The film opens with a scene almost straight from a nightmare. Doctor Tora Hamilton, played by Radha Mitchell, is about to perform a cesarian surgery on her pregnant patient who is in critical condition. Blood-spotted sheets surround the patient. However, the blood stains trail onto the floor and it is not the patient who is in critical condition, but Tora, who is having a miscarriage. Tora and her husband Duncan (Rupert Graves) had been trying to conceive a child, but were having no results. They found solace on the Shetland islands — islands hundreds of miles off of the coast of Duncan’s homeland: Scotland — to adopt a child instead. The island seems to be a dream come true until Tora unearths a corpse with ancient runes carved into it. From here, Tora pulls back the veil on the island that proved too good to be true. She discovers that the town has been run for centuries by an ancient, cult-like band of men who all believe themselves to be superior, sometimes even immortal. This band of men, the Shetland Rite, believe women are only vessels, a means by which to conceive a male heir. Consequently, as part of their ancient custom, the men will conceive a child with a woman and kill her on the ninth day after birth by carving her heart out because she has outlived her usefulness.
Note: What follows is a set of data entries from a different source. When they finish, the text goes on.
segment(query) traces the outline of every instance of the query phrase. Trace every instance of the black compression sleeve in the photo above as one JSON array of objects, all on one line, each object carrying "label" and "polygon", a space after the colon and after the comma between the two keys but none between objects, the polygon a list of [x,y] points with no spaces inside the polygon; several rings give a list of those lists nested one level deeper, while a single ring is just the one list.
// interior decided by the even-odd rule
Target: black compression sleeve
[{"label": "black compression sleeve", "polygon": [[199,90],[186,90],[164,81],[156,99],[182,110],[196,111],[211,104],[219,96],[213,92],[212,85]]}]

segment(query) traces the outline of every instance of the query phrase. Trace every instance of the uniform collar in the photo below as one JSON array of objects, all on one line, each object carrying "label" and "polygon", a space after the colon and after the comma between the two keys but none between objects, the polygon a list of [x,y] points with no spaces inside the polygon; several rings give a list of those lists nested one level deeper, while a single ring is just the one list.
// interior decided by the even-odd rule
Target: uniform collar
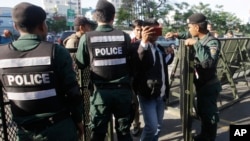
[{"label": "uniform collar", "polygon": [[41,36],[35,34],[25,34],[12,43],[13,47],[20,51],[35,48],[42,41]]}]

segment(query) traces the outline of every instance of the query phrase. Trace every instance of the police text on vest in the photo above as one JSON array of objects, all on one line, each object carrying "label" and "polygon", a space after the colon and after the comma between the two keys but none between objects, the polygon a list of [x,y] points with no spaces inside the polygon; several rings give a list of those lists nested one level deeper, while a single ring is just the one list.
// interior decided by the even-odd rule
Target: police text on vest
[{"label": "police text on vest", "polygon": [[50,83],[48,73],[6,75],[9,86],[32,86]]},{"label": "police text on vest", "polygon": [[122,54],[122,47],[95,48],[96,56],[110,56]]}]

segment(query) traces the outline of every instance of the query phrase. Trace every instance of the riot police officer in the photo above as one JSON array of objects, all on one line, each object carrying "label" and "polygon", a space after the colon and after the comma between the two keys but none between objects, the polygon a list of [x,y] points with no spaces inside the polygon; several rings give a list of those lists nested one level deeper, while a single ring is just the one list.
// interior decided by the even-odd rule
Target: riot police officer
[{"label": "riot police officer", "polygon": [[[185,45],[195,50],[194,84],[197,95],[197,114],[201,120],[201,132],[195,141],[215,141],[219,112],[217,98],[221,84],[216,75],[220,53],[220,41],[207,30],[207,18],[201,13],[188,18],[187,33],[167,33],[166,37],[186,39]],[[193,38],[191,38],[193,37]]]},{"label": "riot police officer", "polygon": [[91,141],[104,141],[112,115],[118,140],[131,141],[130,37],[112,27],[115,7],[110,2],[99,0],[93,17],[98,26],[80,38],[76,53],[79,68],[90,66],[94,88],[90,97]]},{"label": "riot police officer", "polygon": [[1,46],[0,87],[11,103],[17,140],[77,141],[83,136],[83,105],[70,54],[45,41],[41,7],[19,3],[12,19],[21,36]]}]

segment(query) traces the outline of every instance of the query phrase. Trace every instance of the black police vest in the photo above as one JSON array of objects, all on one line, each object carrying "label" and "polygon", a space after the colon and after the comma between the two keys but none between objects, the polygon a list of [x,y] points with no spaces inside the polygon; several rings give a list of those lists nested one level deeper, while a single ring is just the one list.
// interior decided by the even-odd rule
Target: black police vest
[{"label": "black police vest", "polygon": [[28,51],[1,46],[0,80],[14,117],[62,109],[55,90],[53,48],[48,42]]},{"label": "black police vest", "polygon": [[93,80],[114,80],[128,75],[127,44],[120,30],[86,33]]}]

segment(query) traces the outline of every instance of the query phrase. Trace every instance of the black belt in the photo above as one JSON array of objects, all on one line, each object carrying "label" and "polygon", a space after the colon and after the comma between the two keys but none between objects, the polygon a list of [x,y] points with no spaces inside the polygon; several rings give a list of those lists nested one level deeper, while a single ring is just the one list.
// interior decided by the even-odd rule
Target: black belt
[{"label": "black belt", "polygon": [[59,112],[56,113],[53,116],[46,117],[45,119],[41,119],[39,121],[26,124],[26,125],[19,125],[20,128],[25,129],[25,130],[43,130],[47,127],[52,126],[53,124],[62,121],[66,118],[70,117],[69,112]]},{"label": "black belt", "polygon": [[99,89],[120,89],[120,88],[130,88],[127,83],[95,83],[94,88]]}]

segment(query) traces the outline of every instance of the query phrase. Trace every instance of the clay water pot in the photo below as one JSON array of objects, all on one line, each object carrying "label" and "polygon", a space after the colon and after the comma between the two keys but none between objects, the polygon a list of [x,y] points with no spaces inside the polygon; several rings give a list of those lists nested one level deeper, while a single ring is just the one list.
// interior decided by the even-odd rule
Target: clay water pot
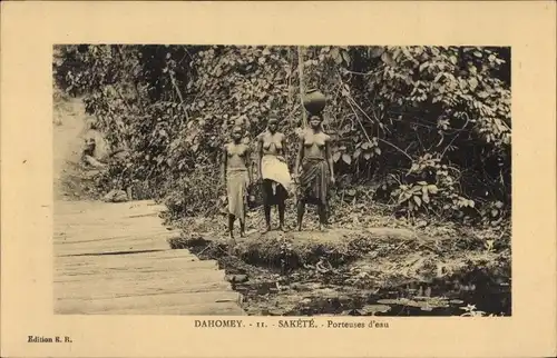
[{"label": "clay water pot", "polygon": [[306,111],[312,115],[319,115],[326,105],[325,95],[321,93],[316,89],[311,89],[305,92],[303,105]]}]

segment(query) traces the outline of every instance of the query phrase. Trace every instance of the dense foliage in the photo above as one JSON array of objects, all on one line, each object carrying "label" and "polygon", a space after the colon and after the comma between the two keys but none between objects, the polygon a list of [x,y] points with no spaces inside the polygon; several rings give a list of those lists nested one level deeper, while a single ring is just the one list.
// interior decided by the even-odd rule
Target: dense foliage
[{"label": "dense foliage", "polygon": [[389,202],[409,217],[508,219],[508,48],[81,44],[56,48],[53,70],[130,153],[106,182],[119,176],[177,215],[211,215],[223,205],[219,153],[234,123],[254,145],[276,116],[293,163],[299,56],[305,88],[329,98],[336,198]]}]

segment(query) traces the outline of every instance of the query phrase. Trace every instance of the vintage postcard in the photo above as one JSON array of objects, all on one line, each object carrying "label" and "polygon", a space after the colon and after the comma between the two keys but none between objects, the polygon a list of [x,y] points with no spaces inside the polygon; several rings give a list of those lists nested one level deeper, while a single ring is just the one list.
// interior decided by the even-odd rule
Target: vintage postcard
[{"label": "vintage postcard", "polygon": [[555,11],[2,3],[2,357],[555,356]]}]

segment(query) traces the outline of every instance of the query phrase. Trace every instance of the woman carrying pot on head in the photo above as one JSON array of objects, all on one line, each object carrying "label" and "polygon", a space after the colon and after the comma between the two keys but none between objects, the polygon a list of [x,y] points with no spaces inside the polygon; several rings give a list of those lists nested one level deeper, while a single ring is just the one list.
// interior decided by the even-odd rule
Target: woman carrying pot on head
[{"label": "woman carrying pot on head", "polygon": [[284,231],[285,201],[289,197],[291,177],[285,157],[285,137],[278,132],[278,120],[275,117],[268,120],[267,129],[257,137],[257,147],[266,231],[271,230],[271,207],[275,205],[278,207],[278,229]]},{"label": "woman carrying pot on head", "polygon": [[[316,91],[312,91],[315,93]],[[300,136],[300,148],[294,167],[294,178],[300,185],[297,201],[297,229],[302,230],[305,205],[316,205],[320,230],[324,230],[329,188],[334,183],[333,159],[331,156],[331,137],[323,131],[322,109],[324,97],[316,92],[317,103],[305,102],[310,112],[310,128]],[[314,106],[312,106],[314,105]],[[300,167],[302,173],[299,176]]]},{"label": "woman carrying pot on head", "polygon": [[223,149],[223,179],[228,195],[228,232],[234,238],[234,221],[240,219],[241,236],[245,236],[247,188],[252,182],[250,147],[242,143],[242,127],[232,130],[232,142]]}]

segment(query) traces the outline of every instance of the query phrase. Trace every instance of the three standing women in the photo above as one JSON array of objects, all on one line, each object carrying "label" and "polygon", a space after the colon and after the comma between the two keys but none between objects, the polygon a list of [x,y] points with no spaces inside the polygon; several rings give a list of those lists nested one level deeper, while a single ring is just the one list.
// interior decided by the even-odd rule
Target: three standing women
[{"label": "three standing women", "polygon": [[[319,107],[319,106],[317,106]],[[297,229],[302,230],[305,206],[316,205],[320,230],[323,230],[326,218],[329,188],[334,183],[333,160],[331,156],[331,138],[323,131],[322,107],[310,111],[310,128],[300,136],[300,148],[294,166],[294,180],[297,183]],[[245,232],[245,210],[247,186],[252,182],[247,162],[250,149],[241,143],[242,130],[235,127],[233,142],[225,146],[224,176],[228,192],[228,230],[233,236],[233,225],[240,219],[241,232]],[[286,160],[285,136],[278,131],[278,121],[271,118],[267,129],[257,136],[258,178],[263,189],[263,208],[265,212],[266,231],[271,228],[271,208],[277,206],[280,230],[285,229],[284,212],[286,198],[292,188]],[[300,169],[302,169],[301,175]]]}]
The title is misleading in that it sounds like it would be a horror film, when in reality it is a classic thriller. The leading lady Tora stumbles upon a mystery that has plagued the Shetland Islands for centuries, and yet, it isn’t until she starts digging around that the truth behind centuries of mysterious and unquestioned deaths is unearthed. It is a classic trope that works well with this film, especially in discussing cultural traditions and the cult-like power behind patriarchal ideologies.
What worked especially well for this film was the way in which it didn’t try to demonize ancient folklore through the creation of mythical creatures. Instead, the only evil to be found in this film is an ancient boy’s club and a city that chose to turn a blind eye to the mass deaths of women instead of finding the killer.
The film was well-executed, and it took a different and refreshing take on the thriller surrounding a folkloric mystery. Joining the ranks of films like “Gone Girl” and “Shutter Island,” Dowling’s “Sacrifice” will keep you on the edge of your seat.
The film opens in New York at the IFC on Friday, April 29, and will be available on Video On Demand the same day.